After their parole hearings in October, in which were told that maintaining their innocence would count against them, they both did so anyway. Andrew was issued a natural-life sentence by the Board of Pardons and Parole. Ferosa Bluff will be reconsidered for appeal no sooner than 2023.
Several naysayers of Todd and Suzannah’s investigation have dismissed it outright. Parole Board hearing officer Micklos called the reports biased. Jentzsch calls them desperate. Innocent convicts deserve a new trial, Jentzsch said, “But there’s no new evidence, that’s the problem. They’re just allegations. ... The case was solid and all the information was there.”

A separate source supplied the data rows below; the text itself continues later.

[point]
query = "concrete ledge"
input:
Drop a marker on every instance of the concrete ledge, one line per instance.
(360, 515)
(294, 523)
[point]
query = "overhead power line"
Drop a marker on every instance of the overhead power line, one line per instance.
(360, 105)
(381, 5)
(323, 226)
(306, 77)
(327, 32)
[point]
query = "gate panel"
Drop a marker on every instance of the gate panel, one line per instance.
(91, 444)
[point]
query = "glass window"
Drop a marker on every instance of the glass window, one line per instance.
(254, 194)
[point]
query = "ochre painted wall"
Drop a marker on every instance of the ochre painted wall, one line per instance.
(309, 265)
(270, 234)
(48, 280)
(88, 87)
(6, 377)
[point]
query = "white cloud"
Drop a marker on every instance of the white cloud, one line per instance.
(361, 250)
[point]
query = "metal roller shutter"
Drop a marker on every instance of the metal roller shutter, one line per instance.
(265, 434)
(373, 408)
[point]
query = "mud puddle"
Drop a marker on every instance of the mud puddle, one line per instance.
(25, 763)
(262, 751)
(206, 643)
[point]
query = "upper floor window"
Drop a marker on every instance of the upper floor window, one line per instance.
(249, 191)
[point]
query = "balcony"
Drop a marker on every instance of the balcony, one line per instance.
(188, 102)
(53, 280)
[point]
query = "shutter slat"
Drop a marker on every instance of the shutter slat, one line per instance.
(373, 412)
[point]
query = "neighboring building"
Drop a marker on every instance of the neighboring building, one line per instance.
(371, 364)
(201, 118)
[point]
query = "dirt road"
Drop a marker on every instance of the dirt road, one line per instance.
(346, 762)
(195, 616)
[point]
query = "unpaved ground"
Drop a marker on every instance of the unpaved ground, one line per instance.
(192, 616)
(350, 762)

Todd Bluff is compelled to continue the fight for Ferosa and Andrew’s release for several reasons: His younger daughter who he had with Ferosa has not seen her biological mother since she was 2 years old, not even in prison visits, which are forbidden by the court. He says his faith in the justice system has evaporated and he wants to raise the issue of false convictions in the U.S. justice system.
Also, he feels that clues and documents he’s never seen have trickled out of the justice system slowly over the past decades. For example, testing of the sex toys for human tissues and possible DNA was barely mentioned at the trial—the only comment was Brass ambiguously stating they were “negative.” He believes that Ferosa or Andrew’s packets of information from the parole board may contain documents related to this testing that he’s never reviewed.
He hopes that one day he’ll receive a document he’s never seen before that shatters the prosecution’s theory of the case, or perhaps a chorus of experts might review the case and agree that his friends are innocent. Under Utah’s Post-Conviction Remedies Act, a convict who is factually innocent of all charges may receive a new trial at any time if new evidence is discovered.
The last reason he has for his crusade is Rebecca.
“One day, I’ll be face to face again with her; I believe that,” Todd Bluff says. “Her name was used to do this ... and I can’t abide by that.”